Cortese, Samuele, Song, Minjin, Farhat, Luis C., Yon, Dong Keon, Lee, Seung Won, Kim, Min Seo, Park, Seoyeon, Oh, Jae Won, Lee, San, Cheon, Keun-ah, Smith, Lee, Gosling, Corentin J., Polanczyk, Guilherme V., Larsson, Henrik, Rohde, Luis A., Faraone, Stephen V., Koyanagi, Ai, Dragioti, Elena, Radua, Joaquim, Carvalho, Andre F., Il Shin, Jae and Solmi, Marco (2023) Incidence, prevalence, and global burden of ADHD from 1990 to 2019 across 204 countries: data, with critical re-analysis, from the Global Burden of Disease study. Molecular Psychiatry. (doi:10.1038/s41380-023-02228-3).
Abstract
Data on incidence, prevalence and burden of ADHD are crucial for clinicians, patients, and stakeholders. We present the incidence, prevalence, and burden of ADHD globally and across countries from 1990 to 2019 from the Global Burden of Disease (GBD) study. We also: (1) calculated the ADHD prevalence based on data actually collected as opposed to the prevalence estimated by the GBD with data imputation for countries without prevalence data; (2) discussed the GBD estimated ADHD burden in the light of recent meta-analytic evidence on ADHD-related mortality.
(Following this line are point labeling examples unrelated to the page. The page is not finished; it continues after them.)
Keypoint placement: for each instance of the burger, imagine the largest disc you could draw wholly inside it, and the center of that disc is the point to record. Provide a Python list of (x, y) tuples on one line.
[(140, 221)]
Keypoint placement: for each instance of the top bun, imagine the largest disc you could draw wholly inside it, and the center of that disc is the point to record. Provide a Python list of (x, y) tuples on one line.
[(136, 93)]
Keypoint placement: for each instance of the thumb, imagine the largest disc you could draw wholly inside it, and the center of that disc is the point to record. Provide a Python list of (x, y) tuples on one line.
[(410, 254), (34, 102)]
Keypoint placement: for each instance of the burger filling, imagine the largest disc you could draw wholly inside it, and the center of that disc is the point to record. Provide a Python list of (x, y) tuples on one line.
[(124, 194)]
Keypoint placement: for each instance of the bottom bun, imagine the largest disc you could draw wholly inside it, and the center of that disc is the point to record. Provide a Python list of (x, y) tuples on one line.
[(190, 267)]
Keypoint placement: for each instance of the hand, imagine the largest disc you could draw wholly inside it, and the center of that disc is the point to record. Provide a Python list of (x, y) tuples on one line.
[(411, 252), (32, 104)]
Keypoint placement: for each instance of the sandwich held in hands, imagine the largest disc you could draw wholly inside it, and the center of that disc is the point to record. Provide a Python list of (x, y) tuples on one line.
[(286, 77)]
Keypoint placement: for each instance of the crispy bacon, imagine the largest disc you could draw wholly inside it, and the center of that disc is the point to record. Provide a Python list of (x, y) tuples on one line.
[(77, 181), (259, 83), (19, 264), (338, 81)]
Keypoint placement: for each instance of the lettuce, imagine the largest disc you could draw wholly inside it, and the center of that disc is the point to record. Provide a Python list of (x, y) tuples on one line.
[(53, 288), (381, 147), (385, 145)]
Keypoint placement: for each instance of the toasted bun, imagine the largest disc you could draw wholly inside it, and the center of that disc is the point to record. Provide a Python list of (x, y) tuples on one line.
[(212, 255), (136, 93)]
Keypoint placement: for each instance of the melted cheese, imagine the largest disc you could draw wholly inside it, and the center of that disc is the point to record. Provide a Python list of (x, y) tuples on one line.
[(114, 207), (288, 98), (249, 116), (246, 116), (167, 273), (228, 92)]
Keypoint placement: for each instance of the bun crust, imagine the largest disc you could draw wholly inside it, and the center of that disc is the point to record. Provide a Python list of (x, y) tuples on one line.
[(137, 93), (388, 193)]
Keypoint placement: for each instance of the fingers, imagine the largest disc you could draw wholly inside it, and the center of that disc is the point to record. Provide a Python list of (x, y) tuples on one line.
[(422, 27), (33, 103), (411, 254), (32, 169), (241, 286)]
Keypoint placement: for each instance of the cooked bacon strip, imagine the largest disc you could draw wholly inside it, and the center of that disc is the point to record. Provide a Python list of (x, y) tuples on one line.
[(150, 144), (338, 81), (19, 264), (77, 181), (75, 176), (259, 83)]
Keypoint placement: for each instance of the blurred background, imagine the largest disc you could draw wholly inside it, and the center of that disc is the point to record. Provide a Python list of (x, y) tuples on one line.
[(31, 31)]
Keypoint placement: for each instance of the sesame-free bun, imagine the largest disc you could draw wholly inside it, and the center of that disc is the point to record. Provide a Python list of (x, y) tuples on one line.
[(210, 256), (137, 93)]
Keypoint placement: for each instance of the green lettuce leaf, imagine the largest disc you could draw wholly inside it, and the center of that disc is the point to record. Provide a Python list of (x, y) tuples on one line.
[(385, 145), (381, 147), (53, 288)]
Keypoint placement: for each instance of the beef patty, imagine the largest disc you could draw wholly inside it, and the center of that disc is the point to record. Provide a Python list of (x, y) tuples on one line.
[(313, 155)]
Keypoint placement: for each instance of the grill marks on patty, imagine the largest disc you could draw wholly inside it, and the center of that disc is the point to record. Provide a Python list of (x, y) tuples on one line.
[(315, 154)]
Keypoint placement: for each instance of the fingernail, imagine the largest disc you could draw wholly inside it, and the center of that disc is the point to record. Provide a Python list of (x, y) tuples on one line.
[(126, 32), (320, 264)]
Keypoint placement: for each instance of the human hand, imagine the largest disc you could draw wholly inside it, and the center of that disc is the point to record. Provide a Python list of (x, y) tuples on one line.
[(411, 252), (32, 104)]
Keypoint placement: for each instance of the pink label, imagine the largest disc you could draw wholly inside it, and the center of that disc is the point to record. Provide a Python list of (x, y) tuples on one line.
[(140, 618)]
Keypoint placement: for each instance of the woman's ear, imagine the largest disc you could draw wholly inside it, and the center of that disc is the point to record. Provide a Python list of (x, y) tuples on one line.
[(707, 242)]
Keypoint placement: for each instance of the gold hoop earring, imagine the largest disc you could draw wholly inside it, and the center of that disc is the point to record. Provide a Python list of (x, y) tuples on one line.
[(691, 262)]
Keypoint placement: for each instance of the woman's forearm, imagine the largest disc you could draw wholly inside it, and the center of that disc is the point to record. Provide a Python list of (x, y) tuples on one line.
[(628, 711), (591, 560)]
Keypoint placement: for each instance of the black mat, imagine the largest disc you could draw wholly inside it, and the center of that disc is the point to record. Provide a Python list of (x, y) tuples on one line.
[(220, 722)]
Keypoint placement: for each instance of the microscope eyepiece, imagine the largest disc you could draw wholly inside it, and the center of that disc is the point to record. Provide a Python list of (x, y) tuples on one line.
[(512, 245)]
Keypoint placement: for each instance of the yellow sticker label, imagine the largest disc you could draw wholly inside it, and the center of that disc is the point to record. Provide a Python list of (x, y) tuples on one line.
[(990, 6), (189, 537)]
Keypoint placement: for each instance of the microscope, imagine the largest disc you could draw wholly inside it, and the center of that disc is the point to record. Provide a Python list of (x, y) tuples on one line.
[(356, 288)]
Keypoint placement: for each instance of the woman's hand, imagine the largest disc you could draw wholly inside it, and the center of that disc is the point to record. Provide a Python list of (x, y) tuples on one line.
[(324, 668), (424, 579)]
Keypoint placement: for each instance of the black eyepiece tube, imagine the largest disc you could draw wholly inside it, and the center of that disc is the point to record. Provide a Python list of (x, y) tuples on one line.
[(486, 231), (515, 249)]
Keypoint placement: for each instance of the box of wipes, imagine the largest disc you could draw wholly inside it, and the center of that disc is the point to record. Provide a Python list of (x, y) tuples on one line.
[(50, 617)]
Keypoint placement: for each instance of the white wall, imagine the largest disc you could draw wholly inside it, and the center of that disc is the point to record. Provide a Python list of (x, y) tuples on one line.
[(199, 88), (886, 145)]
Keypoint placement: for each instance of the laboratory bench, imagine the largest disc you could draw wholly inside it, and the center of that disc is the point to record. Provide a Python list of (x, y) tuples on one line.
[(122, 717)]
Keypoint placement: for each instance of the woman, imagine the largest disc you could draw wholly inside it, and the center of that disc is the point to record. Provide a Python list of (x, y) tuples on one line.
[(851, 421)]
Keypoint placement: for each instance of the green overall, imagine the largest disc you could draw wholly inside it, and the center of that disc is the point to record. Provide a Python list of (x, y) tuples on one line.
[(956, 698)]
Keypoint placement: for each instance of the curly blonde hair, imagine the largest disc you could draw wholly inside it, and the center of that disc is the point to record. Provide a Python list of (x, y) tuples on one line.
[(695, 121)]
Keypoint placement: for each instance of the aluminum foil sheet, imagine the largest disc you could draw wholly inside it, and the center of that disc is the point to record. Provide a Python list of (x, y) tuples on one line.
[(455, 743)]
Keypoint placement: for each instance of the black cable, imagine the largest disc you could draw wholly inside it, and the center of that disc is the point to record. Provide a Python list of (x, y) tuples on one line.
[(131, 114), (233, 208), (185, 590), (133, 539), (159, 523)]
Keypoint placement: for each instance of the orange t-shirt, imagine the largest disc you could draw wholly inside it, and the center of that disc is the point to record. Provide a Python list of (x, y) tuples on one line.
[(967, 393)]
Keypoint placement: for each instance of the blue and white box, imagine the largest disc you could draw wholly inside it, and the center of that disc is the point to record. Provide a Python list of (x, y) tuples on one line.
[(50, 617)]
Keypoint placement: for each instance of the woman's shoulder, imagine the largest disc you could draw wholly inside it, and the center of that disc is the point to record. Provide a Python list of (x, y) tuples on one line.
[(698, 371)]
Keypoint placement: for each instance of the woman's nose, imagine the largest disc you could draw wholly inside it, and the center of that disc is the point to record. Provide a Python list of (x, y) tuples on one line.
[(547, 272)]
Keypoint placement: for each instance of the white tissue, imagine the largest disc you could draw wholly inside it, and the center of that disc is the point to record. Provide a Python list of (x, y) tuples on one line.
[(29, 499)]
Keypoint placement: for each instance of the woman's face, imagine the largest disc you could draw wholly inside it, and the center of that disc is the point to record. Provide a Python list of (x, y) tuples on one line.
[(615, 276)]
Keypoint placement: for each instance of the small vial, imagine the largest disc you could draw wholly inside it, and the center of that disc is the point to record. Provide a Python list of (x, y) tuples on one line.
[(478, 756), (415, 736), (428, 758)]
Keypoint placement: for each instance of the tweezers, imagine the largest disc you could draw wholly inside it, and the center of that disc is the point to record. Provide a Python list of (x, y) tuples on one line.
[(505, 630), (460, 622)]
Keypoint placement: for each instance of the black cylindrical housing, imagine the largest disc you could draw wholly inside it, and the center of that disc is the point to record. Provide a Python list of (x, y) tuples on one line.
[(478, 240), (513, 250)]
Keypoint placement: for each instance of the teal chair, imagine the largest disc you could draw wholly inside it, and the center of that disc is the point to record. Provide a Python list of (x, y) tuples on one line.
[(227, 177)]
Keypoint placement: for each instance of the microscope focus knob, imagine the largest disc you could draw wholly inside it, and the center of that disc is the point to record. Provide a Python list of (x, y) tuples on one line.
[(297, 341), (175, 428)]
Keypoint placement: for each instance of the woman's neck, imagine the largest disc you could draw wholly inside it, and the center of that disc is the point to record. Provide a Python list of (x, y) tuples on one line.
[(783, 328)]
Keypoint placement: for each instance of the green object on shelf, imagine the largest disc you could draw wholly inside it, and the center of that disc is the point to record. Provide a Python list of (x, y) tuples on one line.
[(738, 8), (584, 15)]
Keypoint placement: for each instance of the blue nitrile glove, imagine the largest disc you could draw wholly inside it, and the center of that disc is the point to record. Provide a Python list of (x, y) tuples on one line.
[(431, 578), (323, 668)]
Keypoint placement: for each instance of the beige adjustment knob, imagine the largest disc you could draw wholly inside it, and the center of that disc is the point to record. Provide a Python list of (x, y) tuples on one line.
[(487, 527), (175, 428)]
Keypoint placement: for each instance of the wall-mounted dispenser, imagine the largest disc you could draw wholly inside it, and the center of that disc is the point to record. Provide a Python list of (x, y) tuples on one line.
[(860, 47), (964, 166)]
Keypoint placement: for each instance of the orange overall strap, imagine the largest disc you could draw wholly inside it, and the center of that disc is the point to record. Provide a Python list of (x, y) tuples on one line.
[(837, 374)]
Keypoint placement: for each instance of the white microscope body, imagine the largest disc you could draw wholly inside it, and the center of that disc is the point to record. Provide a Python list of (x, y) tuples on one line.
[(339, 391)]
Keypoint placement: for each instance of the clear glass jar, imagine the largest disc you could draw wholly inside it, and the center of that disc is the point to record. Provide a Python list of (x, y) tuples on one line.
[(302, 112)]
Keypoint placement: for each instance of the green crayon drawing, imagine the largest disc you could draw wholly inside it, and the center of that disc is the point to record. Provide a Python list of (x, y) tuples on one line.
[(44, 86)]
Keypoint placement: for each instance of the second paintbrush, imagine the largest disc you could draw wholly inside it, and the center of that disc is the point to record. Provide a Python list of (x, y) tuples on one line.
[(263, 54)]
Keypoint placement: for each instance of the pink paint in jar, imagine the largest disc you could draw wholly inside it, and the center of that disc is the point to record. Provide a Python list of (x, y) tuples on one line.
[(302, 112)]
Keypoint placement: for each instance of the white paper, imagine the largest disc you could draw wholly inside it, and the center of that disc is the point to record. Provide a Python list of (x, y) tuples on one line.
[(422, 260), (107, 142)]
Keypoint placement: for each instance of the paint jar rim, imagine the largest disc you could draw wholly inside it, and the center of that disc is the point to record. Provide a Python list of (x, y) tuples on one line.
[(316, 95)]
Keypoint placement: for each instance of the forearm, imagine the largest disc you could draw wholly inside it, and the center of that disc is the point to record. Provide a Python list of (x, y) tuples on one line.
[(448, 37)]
In 2019, GBD estimated global age-standardized incidence and prevalence of ADHD across the lifespan at 0.061% (95%UI = 0.040–0.087) and 1.13% (95%UI = 0.831–1.494), respectively. ADHD accounted for 0.8% of the global mental disorder DALYs, with mortality set at zero by the GBD. From 1990 to 2019 there was a decrease of −8.75% in the global age-standardized prevalence and of −4.77% in the global age-standardized incidence. The largest increase in incidence, prevalence, and burden from 1990 to 2019 was observed in the USA; the largest decrease occurred in Finland. Incidence, prevalence, and DALYs remained approximately 2.5 times higher in males than females from 1990 to 2019. Incidence peaked at age 5–9 years, and prevalence and DALYs at age 10–14 years. Our re-analysis of data prior to 2013 showed a prevalence in children/adolescents two-fold higher (5.41%, 95% CI: 4.67–6.15%) compared to the corresponding GBD estimated prevalence (2.68%, 1.83–3.72%), with no significant differences between low- and middle- and high-income countries. We also found meta-analytic evidence of significantly increased ADHD-related mortality due to unnatural causes. While it provides the most detailed evidence on temporal trends, as well as on geographic and sex variations in incidence, prevalence, and burden of ADHD, the GBD may have underestimated the ADHD prevalence and burden. Given the influence of the GBD on research and policies, methodological issues should be addressed in its future editions.